I was with my family and we were hunted by something dark and powerful, we were afraid and moving from one room to another, and the panic; it deepened.
There seemed no escape, and yet there was a sense of building calm or acceptance in this dire circumstance we found ourselves in.
The dream ends and many details I omitted because who needs those anyway?
I wondered what it all means, was this some form of punishment delivered to us for some unspoken yet unforgiving sin?
Was this a form of subconscious rendering of a wrong, that which I have done; a thing for which I’ve yet to pay?
This is a fool’s quest of pure folly as it’s just a dream, and the trepidations felt whilst in it are already dissipating like thin fog left in the sun to fade.
This dream I had was not a onetime thing though, and the nagging doubt that rests nestled within me like a thought that will not quit remains.
The thought that this is a thing for me to address resides in my psyche, a spot that will not move and a debt which must be paid.

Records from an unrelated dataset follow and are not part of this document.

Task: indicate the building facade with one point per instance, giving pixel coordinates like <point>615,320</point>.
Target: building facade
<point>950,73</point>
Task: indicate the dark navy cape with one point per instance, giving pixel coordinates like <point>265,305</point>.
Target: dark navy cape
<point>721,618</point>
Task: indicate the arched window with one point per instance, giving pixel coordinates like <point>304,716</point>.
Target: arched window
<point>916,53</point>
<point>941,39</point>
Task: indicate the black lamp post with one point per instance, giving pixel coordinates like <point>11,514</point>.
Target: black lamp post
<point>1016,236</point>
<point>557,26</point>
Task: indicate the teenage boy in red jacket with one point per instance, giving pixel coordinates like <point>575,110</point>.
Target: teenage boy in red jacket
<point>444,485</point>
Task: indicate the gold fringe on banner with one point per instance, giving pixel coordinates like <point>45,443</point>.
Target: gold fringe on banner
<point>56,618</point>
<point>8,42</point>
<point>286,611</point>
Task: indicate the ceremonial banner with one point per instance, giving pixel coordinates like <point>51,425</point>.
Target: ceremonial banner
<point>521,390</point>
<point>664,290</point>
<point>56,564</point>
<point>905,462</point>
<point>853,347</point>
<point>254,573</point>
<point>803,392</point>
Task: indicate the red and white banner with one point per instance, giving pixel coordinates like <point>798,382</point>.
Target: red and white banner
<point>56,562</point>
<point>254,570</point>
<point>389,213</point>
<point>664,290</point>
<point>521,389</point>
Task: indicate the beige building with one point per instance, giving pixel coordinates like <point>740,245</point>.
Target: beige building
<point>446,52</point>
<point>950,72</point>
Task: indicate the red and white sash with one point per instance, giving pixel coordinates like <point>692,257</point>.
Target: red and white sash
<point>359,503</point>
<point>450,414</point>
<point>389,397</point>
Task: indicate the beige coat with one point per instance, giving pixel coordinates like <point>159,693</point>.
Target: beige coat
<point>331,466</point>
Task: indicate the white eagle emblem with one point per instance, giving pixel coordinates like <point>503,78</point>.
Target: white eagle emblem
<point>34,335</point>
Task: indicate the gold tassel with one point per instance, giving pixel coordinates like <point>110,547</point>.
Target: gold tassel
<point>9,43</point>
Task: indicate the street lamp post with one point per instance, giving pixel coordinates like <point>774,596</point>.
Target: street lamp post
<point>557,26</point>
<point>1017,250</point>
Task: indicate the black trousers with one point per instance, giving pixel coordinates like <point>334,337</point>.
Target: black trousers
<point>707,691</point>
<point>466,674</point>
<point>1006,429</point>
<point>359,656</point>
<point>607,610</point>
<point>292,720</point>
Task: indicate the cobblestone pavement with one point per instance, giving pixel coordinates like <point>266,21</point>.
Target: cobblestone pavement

I shake it off like a grave walker thought that shivers me head to toe, an ugly thought that makes one retract their consciousness with revulsion and shake it off.
I walk outside and bathe in the warmth of the sun and allow it to dissipate, to eventually pass.
This task, like a goal and like so many before it and yet to come can be allowed to pass un-actioned, unresolved and unrelentingly engraved in my slate of things left in the sun to fade.